Era come riprodurre all'infinito la solita canzone: all'inizio la si ascolta, poi si inizia a provare fastidio quando la si sente di nuovo e, alla fine, non importa con quanta forza suoni, si smetterà di ascoltarla. Così fece Ivy. Si concentrò sul paesaggio oltre il finestrino, su ogni dettaglio della strada che stavano percorrendo.

A mano a mano che si erano allontanati dalla zona del porto, le abitazioni si erano fatte più rade. Il villaggio di Oslay si sviluppava per lo più a ridosso della costa. La parte interna, invece, complice la forte presenza di salmastro, era per lo più adibita a scarsi raccolti alternati a grossi pascoli dedicati all'allevamento ovino che produceva formaggi dal sapore deciso e salato. Gli unici abitanti dell'area collinare – e di rado boschiva – dell'entroterra erano riconducibili a proprietari terrieri che facevano vanto di grossi casolari riconvertiti in vere e proprie ville adiacenti tanto agli ovili, quanto ai laboratori caseari.

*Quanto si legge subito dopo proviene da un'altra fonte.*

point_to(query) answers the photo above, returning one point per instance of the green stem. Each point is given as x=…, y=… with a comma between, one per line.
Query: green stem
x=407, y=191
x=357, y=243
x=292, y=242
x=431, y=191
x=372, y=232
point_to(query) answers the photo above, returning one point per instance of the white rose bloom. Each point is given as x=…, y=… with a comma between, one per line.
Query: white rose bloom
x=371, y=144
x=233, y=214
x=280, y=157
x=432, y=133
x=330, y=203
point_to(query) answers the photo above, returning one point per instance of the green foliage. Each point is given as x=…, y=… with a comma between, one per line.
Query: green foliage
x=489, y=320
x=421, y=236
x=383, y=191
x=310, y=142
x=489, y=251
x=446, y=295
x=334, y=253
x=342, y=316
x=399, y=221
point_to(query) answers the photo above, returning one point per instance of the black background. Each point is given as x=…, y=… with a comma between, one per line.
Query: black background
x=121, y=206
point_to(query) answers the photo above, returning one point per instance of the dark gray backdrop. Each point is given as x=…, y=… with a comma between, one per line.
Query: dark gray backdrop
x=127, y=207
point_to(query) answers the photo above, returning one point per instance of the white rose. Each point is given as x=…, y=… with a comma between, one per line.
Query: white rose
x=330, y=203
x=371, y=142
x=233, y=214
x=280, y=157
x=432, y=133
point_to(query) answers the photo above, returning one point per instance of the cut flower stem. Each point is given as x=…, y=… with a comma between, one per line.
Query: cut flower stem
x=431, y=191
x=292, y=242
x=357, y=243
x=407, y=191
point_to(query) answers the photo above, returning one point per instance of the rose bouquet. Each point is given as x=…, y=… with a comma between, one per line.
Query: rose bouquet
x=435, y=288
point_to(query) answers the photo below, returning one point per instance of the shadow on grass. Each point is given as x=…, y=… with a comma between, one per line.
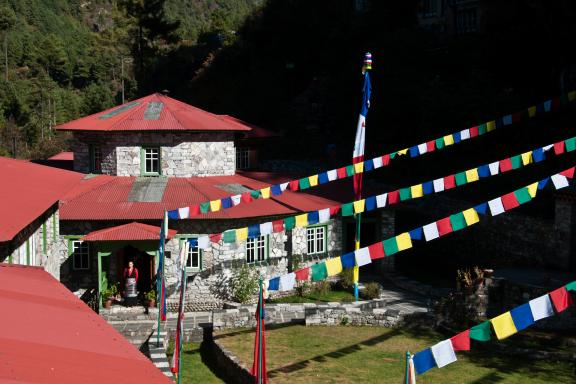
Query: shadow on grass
x=334, y=354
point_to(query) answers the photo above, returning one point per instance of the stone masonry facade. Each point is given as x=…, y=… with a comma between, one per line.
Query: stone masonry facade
x=185, y=154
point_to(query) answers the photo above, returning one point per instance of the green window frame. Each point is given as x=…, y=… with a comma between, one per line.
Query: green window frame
x=316, y=239
x=149, y=155
x=192, y=252
x=257, y=249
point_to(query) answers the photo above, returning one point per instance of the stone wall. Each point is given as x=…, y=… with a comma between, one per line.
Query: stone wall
x=27, y=247
x=185, y=154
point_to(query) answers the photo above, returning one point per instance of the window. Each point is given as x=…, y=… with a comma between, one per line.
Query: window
x=150, y=161
x=242, y=158
x=256, y=249
x=95, y=159
x=316, y=239
x=80, y=255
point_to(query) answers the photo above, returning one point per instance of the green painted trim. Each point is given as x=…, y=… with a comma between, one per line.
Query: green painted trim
x=143, y=161
x=44, y=238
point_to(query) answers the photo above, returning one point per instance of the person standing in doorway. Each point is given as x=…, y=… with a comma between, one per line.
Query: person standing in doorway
x=130, y=281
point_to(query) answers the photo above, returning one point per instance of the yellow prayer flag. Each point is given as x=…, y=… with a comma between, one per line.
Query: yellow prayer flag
x=241, y=234
x=215, y=205
x=265, y=192
x=302, y=220
x=527, y=158
x=471, y=216
x=416, y=191
x=448, y=140
x=503, y=325
x=403, y=241
x=532, y=189
x=359, y=206
x=403, y=151
x=334, y=266
x=490, y=126
x=313, y=180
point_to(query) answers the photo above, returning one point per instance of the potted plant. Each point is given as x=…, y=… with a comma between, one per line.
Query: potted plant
x=151, y=297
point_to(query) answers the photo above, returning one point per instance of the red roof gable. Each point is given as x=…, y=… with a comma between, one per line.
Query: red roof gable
x=50, y=336
x=28, y=190
x=106, y=198
x=155, y=112
x=131, y=231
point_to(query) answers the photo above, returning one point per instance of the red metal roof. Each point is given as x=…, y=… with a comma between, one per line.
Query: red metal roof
x=131, y=231
x=50, y=336
x=28, y=190
x=155, y=112
x=106, y=198
x=69, y=156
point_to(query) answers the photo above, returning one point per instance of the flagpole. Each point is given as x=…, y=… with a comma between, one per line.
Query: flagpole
x=358, y=156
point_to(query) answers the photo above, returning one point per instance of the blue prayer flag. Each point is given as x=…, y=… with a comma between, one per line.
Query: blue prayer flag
x=348, y=260
x=522, y=316
x=274, y=284
x=424, y=361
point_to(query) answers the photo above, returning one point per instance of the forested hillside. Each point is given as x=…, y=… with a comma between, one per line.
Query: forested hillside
x=64, y=57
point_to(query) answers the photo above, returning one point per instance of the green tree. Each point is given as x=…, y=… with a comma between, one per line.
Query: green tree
x=7, y=21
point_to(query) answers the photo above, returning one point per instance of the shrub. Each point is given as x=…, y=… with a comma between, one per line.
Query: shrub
x=243, y=283
x=371, y=291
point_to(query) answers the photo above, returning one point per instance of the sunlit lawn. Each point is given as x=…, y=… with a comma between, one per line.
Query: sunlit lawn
x=299, y=354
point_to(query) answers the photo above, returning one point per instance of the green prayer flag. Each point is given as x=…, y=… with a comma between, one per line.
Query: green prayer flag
x=405, y=194
x=319, y=272
x=390, y=246
x=350, y=170
x=460, y=178
x=482, y=129
x=229, y=236
x=205, y=207
x=289, y=222
x=570, y=144
x=481, y=332
x=458, y=221
x=516, y=161
x=347, y=209
x=522, y=195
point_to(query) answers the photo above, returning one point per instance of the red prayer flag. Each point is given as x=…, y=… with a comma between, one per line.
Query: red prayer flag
x=449, y=182
x=505, y=165
x=302, y=274
x=386, y=160
x=559, y=147
x=561, y=299
x=444, y=226
x=278, y=226
x=509, y=201
x=569, y=173
x=393, y=197
x=461, y=342
x=376, y=251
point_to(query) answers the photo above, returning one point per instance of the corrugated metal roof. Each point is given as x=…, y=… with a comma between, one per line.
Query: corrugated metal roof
x=155, y=112
x=131, y=231
x=27, y=191
x=106, y=198
x=50, y=336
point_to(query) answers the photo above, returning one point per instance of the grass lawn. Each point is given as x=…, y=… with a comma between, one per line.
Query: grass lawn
x=299, y=354
x=193, y=369
x=315, y=297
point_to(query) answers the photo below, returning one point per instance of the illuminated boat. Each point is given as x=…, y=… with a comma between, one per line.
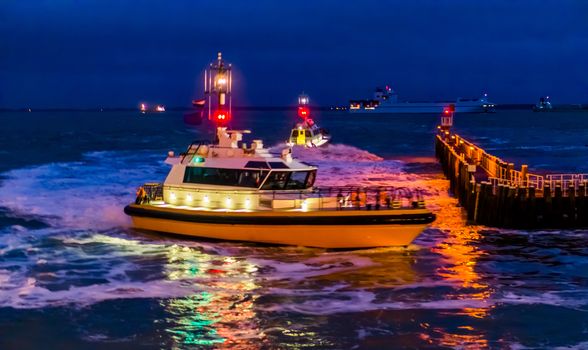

Sempre sull'opuscolo, Ivy aveva letto che sul lato occidentale si trovava un grosso vigneto in cui veniva prodotto un ottimo vino bianco e, durante l'estate, si trasformava in una delle attrazioni principali turistiche con cene a tema tra i filari d'uva vermentina. Il fatto che non riuscisse a scorgerla dal lato su cui si trovavano, assolveva buona parte delle paure che aveva covato per settimane prima della partenza riguardo le dimensioni dell'isola.

Il paesaggio mutò gradualmente. Da brullo si fece verdeggiante e, a mano a mano che salivano lungo una strada sterrata, la calura estiva venne inghiottita dall'aria fresca rigettata dall'ombra improvvisa di un bosco fitto nel quale si addentrarono.

«Siamo quasi arrivati.» La dichiarazione di "Alfred" spezzò la monotonia delle lamentele di Margot, riconquistandosi così l'attenzione di Ivy.
«E i turisti?» chiese George.
«Loro? Arriveranno tra un'ora, che poi è il tempo necessario a radunarli, farli caricare i bagagli sul pullman e aspettare che siano in comodo. Ho pensato che anticiparli sarebbe stato importante per mostrarvi con calma e in modo prioritario il monastero.»
«È stato molto gentile da parte sua, Floyd, la ringraziamo.»

Ecco come si chiamava. E così, il nome di "Alfred" era libero di andarsene in pensione, per il momento.
Floyd la guardò ancora una volta dallo specchietto retrovisore e le ammiccò con aria complice, tanto da farle distogliere lo sguardo di scatto, spinta da un fastidioso senso di disagio.

«Oh, che bellezza!» George si sporse in avanti così tanto da doversi aggrappare con le mani al cruscotto anteriore per potere allungare il collo e sbirciare oltre le cime degli alberi. «Guardate!»

Indicò verso l'alto, in lontananza, nel punto in cui la distesa boschiva si allargava e lasciava spazio a una grossa cinta muraria che terminava, su un lato, a picco sul mare. I mattoni scuri le davano un'aria tetra e le gargolle che si intravedevano sulle vette più alte della cattedrale la inquadravano nel perfetto stile gotico decantato dall'opuscolo.

Odiava ammettere che fosse stupita di trovarla stupenda e minacciosa nella sua grandezza. Il Picco Nero la stava aspettando e, a giudicare dal brivido che attraversò la schiena di Ivy nonostante la calura estiva, non portava con sé bei doni.